Die politische Suada ist voller Forderungen nach mehr Bildung. Die Notwendigkeit von Bildung wird beschworen. Nur Bildung könne die Zukunft sichern usw. Die meisten der derart Bildungsbeflissenen denken aber gar nicht an Bildung, sondern an Ausbildung. Ihre begriffliche Trennschärfe ist unterentwickelt; ihre Klage über die mangelnde Effizienz des Bildungswesens orientiert sich fast ausschließlich an Nützlichkeitsgesichtspunkten.
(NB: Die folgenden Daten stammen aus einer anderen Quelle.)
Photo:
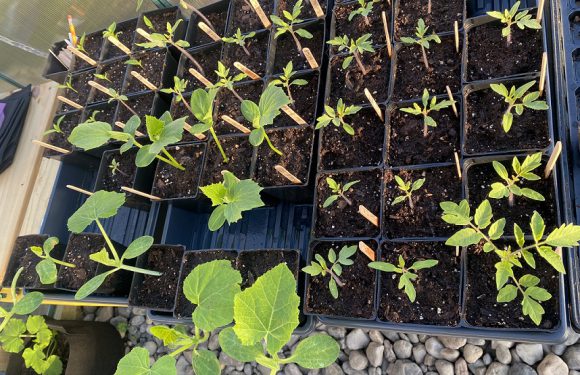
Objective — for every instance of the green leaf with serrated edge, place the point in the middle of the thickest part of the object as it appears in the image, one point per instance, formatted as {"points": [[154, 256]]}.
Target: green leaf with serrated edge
{"points": [[212, 287], [137, 363], [268, 310], [138, 247], [100, 205]]}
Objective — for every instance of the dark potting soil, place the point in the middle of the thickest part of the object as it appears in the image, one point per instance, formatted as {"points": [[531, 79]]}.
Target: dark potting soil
{"points": [[124, 175], [358, 26], [349, 83], [115, 72], [411, 76], [441, 184], [296, 147], [356, 298], [483, 130], [239, 152], [170, 182], [286, 49], [228, 104], [365, 148], [245, 17], [341, 219], [482, 308], [158, 292], [153, 65], [192, 259], [443, 15], [489, 56], [256, 60], [437, 288], [406, 144], [479, 180], [127, 30], [254, 263]]}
Natürlich ist es notwendig und sinnvoll, sich um eine stete Verbesserung von Ausbildung in allen Bereichen der Erziehung zu kümmern. Die Tatschache jedoch, dass man sich dabei mit Bildungsfragen nicht oder kaum beschäftigt, kann geradezu als „Unbildungskatastrophe“ bezeichnet werden. Die notwendige Frage: „Cui bono?“ wird ausschließlich als ein„Wem-zu-Nutzen“ verstanden und damit betriebswirtschaftlichem Denken unterstellt.
Der Vortrag kritisiert das bestehende Bildungsdefizit, das die Lernmotivation wesentlich beeinträchtigt. Gefordert wird eine Vernunft der Synthesis, die sich ums Begreifen der Zusammenhänge bemüht und sich an den philosophischen Grundfragen orientiert:Warum tue ich was wie mit welchen Mitteln? Woher komme ich, wohin gehe ich? Denn Bildung ist die Fähigkeit, aus den Zufälligkeiten angehäuften Detailwissens ein ordnungsstiftendes Beziehungsgeflecht zu machen, das dann selbstständig, mit Neugier und innerem Antrieb ausgebaut und verdichtet werden kann.